Part of the value of dynamic and interpreted environments is that they handle the complexities of dynamic memory allocation. In particular, one needn’t explicitly free memory that is no longer in use: objects that are no longer referenceable are found automatically and destroyed via garbage collection. While garbage collection simplifies the program’s relationship with memory, it not mean the end of all memory-based pathologies: if an application retains a reference to an object that is ultimately rooted in a global scope, that object won’t be considered garbage and the memory associated with it will not be returned to the system.
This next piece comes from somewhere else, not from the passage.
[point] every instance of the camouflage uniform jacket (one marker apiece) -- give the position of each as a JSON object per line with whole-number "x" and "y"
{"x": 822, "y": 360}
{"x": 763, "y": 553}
If enough such objects build up, allocation will ultimately fail (memory is, after all, finite) and the program will (usually) fail along with it. While this is not strictly — from the native code perspective, anyway — a memory leak (the application has not leaked memory so much as neglected to unreference a semantically unused object), the effect is nonetheless the same and the same nomenclature is used.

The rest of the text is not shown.